# Distance Metrics

### Best Practices

* What decisions do I need to make regarding my data? How might these decisions affect overall performance?
* Which predictors do I need? How can I confirm that I have the right predictors?
* What parameter values (if any) should I choose for my model? How can I find the optimal value for a given parameter?
* What metrics will I use to evaluate the performance of my model? Why?
* How do I know if there's room left for improvement with my model?

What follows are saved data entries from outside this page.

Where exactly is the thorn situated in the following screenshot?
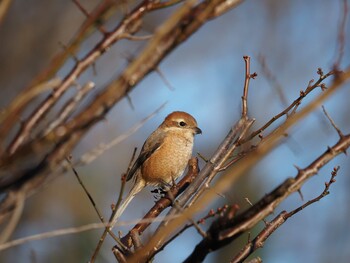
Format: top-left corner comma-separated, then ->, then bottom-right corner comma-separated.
245,197 -> 253,206
327,146 -> 335,154
293,164 -> 302,172
126,94 -> 135,110
297,189 -> 304,201
92,62 -> 97,76
263,219 -> 270,227
197,152 -> 209,162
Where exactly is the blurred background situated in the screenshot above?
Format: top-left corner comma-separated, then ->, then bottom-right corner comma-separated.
0,0 -> 349,262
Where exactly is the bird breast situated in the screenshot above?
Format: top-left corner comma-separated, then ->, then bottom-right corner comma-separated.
141,132 -> 194,186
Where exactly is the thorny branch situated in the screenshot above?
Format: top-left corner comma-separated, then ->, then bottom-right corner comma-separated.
244,69 -> 337,142
184,132 -> 348,262
231,166 -> 340,263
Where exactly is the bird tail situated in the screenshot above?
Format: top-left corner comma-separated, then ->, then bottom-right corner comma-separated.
109,177 -> 146,230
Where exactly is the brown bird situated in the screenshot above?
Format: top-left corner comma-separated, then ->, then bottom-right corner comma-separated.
109,111 -> 201,229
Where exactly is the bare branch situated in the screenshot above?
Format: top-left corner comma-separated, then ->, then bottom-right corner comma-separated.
242,55 -> 256,119
231,166 -> 339,262
0,191 -> 25,244
43,81 -> 95,136
245,69 -> 337,142
0,0 -> 12,25
322,105 -> 344,138
334,0 -> 348,68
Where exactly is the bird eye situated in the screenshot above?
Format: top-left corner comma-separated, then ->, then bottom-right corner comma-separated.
179,121 -> 187,127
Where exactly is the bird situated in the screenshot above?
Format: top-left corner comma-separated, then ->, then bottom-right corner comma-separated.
109,111 -> 202,230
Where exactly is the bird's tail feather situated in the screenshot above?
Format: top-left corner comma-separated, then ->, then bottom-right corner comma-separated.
109,178 -> 146,230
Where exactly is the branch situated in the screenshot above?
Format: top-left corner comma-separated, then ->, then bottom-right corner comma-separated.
185,137 -> 346,261
244,69 -> 337,142
231,166 -> 339,263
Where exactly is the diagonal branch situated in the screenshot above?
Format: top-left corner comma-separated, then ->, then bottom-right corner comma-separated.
185,134 -> 348,262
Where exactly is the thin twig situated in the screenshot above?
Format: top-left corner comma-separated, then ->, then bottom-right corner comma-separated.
0,222 -> 109,251
121,33 -> 153,41
155,67 -> 175,91
58,41 -> 79,63
155,205 -> 233,257
72,0 -> 107,34
66,157 -> 105,225
43,81 -> 95,136
334,0 -> 348,68
0,78 -> 61,127
0,214 -> 193,252
287,166 -> 339,217
258,54 -> 288,108
322,105 -> 344,138
241,56 -> 251,119
90,148 -> 138,262
0,191 -> 25,244
171,198 -> 207,238
147,0 -> 184,11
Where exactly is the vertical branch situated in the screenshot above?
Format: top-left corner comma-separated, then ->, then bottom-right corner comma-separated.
334,0 -> 348,68
241,56 -> 251,119
241,56 -> 257,120
0,0 -> 12,25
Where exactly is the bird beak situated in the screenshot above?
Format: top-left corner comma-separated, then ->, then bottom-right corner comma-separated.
194,127 -> 202,135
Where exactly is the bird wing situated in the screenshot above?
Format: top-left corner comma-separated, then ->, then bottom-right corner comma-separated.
125,129 -> 165,181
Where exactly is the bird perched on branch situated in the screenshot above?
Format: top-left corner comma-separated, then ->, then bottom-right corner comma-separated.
109,111 -> 202,229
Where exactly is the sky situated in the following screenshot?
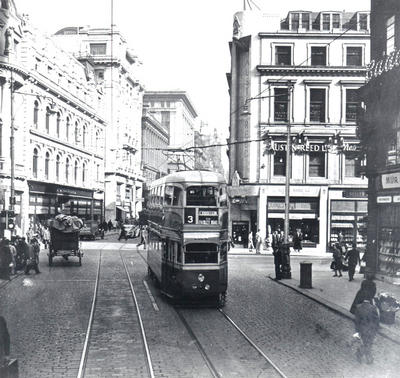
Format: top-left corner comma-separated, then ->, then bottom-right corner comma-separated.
16,0 -> 370,141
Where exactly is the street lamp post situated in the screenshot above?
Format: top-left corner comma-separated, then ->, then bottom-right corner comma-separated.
281,85 -> 293,279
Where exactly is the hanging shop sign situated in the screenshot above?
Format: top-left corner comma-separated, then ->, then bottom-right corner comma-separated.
342,189 -> 368,198
393,195 -> 400,203
381,172 -> 400,189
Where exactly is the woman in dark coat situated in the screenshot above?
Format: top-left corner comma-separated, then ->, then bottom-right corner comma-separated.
350,279 -> 377,314
0,239 -> 12,281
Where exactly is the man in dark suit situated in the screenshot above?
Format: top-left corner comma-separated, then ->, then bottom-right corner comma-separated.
272,230 -> 282,280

Are the potential performance gains worth the time needed to reach them?

### Workflow

* First
  * import standard libraries
  * import and read dataset
* Preprocessing Data
  * Remove unnecessary columns
  * Convert feature(s) to binary encoding
  * Detect and deal with null values
  * One-Hot Encode categorical columns
  * Store target column in a separate valiable and remove it from DataFrame
* Normalize Data
  * StandardScaler
  * .fit\_transform()
  * Creating Training and Testing Sets (train\_test\_split)
* Creating and Fitting KNN Model
  * KNeighborsClassifier
  * Fit the classifier to training data/labels (labels = target)
  * Use the classifier to generate predictions
* Precision, Recall, Accuracy and F1-Score
  * from sklearn.metrics import precision\_score, recall\_score, accuracy\_score, f1\_score
* Improving Model Performance
  * take in six parameters:

    * `X_train`, `y_train`, `X_test`, and `y_test`
    * `min_k` and `max_k`. Set these to `1` and `25`, by default

    Create two variables, `best_k` and `best_score`

    Iterate through every ***odd number*** between `min_k` and `max_k + 1`.

    For each iteration:

    * Create a new KNN classifier, and set the `n_neighbors` parameter to the current value for k, as determined by our loop.
    * Fit this classifier to the training data.
    * Generate predictions for `X_test` using the fitted classifier.
    * Calculate the ***F1-score*** for these predictions.
    * Compare this F1-score to `best_score`. If better, update `best_score` and `best_k`.

    Once it has checked every value for `k`, print out the best value for k and the F1-score it achieved.